I think when a function returns indices and you only want to feed that function a subarray, you still need to store the indices of that subarray and use them to get the base array indices. For example:
>>> def some_func(a):
... return np.where(a>.8)
>>> a = np.random.random((10,4))
>>> a
array([[ 0.94495378, 0.55532342, 0.70112911, 0.4385163 ],
[ 0.12006191, 0.93091941, 0.85617421, 0.50429453],
[ 0.46246102, 0.89810859, 0.31841396, 0.56627419],
[ 0.79524739, 0.20768512, 0.39718061, 0.51593312],
[ 0.08526902, 0.56109783, 0.00560285, 0.18993636],
[ 0.77943988, 0.96168229, 0.10491335, 0.39681643],
[ 0.15817781, 0.17227806, 0.17493879, 0.93961027],
[ 0.05003535, 0.61873245, 0.55165992, 0.85543841],
[ 0.93542227, 0.68104872, 0.84750821, 0.34979704],
[ 0.06888627, 0.97947905, 0.08523711, 0.06184216]])
>>> i_off, j_off = 3,2
>>> b = a[i_off:,j_off:] #b
>>> i = some_func(b) #indicies in b
>>> i
(array([3, 4, 5]), array([1, 1, 0]))
>>> map(sum, zip(i,(i_off, j_off))) # indicies in a
[array([6, 7, 8]), array([3, 3, 2])]
Edit 2
This assumes some_func returns a modified copy of the subarray b.

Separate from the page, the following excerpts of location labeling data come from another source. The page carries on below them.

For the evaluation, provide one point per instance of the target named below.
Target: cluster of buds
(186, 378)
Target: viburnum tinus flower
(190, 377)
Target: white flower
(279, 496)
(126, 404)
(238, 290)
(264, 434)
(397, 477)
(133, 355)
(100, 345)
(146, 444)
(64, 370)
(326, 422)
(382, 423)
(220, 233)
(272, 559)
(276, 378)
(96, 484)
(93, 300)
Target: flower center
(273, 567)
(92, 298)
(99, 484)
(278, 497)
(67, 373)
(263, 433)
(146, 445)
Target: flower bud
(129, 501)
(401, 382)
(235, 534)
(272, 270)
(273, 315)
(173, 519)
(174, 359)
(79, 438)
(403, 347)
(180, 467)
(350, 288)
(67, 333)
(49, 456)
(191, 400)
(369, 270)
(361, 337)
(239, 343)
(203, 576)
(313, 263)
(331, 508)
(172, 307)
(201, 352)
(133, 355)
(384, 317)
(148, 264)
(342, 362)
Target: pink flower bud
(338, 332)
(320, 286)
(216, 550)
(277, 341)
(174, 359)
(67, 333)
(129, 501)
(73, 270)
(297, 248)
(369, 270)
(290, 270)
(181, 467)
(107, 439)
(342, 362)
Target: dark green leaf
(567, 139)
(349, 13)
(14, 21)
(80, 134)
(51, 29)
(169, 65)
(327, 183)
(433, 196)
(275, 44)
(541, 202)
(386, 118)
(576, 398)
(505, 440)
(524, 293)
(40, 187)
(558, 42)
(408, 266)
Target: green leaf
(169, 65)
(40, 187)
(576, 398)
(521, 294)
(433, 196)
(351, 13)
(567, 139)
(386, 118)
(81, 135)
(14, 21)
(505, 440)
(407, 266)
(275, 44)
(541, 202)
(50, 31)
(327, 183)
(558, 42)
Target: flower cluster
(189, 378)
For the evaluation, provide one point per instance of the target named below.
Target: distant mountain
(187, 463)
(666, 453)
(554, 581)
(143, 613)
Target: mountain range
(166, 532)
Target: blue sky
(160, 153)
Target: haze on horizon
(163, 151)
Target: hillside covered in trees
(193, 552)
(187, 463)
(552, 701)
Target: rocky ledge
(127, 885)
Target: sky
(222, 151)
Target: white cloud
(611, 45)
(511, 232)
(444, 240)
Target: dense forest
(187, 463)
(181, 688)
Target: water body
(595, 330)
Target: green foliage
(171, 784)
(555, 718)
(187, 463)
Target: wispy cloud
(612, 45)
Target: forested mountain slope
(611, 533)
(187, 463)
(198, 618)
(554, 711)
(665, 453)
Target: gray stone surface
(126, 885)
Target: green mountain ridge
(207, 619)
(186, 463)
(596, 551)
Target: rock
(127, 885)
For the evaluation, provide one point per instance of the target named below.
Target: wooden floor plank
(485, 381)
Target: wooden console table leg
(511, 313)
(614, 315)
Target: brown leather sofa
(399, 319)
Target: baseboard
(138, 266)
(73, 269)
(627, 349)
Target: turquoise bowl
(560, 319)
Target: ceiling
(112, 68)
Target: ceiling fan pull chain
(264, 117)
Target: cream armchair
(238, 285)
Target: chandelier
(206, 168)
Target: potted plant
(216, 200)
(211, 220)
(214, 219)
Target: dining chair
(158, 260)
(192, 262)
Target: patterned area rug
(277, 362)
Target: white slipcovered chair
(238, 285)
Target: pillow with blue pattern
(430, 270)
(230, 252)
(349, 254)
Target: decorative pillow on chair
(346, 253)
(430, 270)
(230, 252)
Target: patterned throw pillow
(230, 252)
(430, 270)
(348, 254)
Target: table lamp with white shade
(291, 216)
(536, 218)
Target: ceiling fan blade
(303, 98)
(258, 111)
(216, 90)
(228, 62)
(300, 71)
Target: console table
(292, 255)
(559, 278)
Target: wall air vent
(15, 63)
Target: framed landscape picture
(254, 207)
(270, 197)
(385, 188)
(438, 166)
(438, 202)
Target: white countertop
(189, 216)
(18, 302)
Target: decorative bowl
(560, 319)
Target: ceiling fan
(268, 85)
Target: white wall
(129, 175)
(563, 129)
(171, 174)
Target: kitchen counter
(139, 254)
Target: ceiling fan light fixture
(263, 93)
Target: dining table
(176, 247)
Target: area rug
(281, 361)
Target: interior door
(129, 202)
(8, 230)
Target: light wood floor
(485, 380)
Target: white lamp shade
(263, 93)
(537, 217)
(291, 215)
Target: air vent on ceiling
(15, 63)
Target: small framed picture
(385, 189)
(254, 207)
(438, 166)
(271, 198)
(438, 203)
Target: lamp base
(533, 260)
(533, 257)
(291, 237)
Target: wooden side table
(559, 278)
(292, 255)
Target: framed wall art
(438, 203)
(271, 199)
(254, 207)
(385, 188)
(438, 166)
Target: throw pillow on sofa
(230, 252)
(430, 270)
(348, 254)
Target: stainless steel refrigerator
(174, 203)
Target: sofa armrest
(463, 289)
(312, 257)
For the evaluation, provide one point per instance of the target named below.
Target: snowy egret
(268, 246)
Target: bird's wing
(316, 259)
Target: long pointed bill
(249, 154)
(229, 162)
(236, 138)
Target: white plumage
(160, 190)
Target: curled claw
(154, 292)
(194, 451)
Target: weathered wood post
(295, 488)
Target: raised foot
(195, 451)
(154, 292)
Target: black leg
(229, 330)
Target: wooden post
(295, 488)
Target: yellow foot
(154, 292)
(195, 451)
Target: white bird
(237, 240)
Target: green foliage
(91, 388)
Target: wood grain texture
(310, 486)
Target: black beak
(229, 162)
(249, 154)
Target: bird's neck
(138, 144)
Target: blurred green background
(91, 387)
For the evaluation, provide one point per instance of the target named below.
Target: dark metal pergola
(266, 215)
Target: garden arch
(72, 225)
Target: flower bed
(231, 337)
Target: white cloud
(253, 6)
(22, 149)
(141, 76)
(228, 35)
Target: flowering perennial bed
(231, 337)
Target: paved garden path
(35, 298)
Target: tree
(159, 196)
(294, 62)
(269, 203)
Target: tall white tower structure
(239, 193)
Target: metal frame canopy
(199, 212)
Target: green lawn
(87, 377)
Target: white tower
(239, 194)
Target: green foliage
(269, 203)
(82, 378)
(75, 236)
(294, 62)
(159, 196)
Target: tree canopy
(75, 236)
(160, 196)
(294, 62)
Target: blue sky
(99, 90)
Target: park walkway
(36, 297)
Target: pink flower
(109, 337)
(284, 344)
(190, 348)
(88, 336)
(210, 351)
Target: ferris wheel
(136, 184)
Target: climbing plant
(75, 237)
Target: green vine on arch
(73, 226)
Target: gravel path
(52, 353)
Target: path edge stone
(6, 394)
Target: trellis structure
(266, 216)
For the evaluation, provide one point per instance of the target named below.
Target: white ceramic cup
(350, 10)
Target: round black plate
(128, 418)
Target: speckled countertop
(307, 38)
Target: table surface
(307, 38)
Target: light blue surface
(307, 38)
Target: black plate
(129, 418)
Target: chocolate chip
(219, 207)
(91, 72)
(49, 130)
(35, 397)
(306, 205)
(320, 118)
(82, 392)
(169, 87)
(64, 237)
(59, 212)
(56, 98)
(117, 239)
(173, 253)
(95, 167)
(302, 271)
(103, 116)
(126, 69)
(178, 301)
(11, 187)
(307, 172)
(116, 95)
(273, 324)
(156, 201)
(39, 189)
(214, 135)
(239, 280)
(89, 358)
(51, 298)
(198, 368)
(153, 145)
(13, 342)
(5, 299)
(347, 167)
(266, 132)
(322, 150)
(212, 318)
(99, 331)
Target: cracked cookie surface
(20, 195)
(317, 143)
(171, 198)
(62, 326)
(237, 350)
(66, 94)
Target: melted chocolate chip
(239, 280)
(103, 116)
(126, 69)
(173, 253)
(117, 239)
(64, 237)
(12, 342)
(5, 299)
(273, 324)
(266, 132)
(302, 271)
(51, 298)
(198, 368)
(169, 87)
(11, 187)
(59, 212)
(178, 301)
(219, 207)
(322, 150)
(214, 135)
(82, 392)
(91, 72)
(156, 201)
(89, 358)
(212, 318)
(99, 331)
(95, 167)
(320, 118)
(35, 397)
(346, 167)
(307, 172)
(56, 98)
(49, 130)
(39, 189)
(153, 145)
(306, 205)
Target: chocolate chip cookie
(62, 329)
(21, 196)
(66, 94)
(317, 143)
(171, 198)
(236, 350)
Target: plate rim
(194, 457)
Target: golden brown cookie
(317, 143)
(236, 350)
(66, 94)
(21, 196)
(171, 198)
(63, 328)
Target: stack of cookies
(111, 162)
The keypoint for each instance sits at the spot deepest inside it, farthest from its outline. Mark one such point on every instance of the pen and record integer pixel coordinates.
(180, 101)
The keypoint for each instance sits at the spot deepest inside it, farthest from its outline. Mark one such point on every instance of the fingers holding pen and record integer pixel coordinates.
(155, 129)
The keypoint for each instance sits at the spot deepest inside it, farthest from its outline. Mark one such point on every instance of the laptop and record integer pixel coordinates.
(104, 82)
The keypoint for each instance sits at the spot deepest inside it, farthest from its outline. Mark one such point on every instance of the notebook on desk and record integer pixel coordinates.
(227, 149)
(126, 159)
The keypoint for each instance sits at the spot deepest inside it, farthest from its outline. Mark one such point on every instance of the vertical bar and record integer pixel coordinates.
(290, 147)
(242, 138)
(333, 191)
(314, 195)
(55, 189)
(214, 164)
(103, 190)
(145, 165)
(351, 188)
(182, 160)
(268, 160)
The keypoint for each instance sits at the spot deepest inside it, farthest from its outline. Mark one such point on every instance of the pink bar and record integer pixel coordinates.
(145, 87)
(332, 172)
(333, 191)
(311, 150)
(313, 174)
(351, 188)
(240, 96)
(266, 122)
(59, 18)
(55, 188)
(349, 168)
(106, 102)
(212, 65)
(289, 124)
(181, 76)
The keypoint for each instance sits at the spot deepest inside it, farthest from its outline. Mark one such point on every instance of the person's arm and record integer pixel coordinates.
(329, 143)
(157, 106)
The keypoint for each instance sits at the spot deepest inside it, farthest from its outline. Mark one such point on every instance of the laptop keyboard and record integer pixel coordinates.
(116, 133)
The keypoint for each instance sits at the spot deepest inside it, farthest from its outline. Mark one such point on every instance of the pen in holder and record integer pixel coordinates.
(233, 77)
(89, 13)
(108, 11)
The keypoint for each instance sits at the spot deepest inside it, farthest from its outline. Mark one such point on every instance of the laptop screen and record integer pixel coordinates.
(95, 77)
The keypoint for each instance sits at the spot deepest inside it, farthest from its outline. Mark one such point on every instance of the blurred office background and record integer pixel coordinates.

Your example would look something like this:
import numpy as np
def some_function(arr):
return arr*2.0
a = np.arange(100)*2. # size = 100
idx = np.array(range(0,100,5))
b = some_function(a[idx]) # size = 20
b_idx = np.argmax(b)
a_idx = idx[b_idx] # indices in a translated from indices in b
print b_idx, a_idx
print b[b_idx], a[a_idx]
assert b[b_idx] == 2* a[a_idx] #true!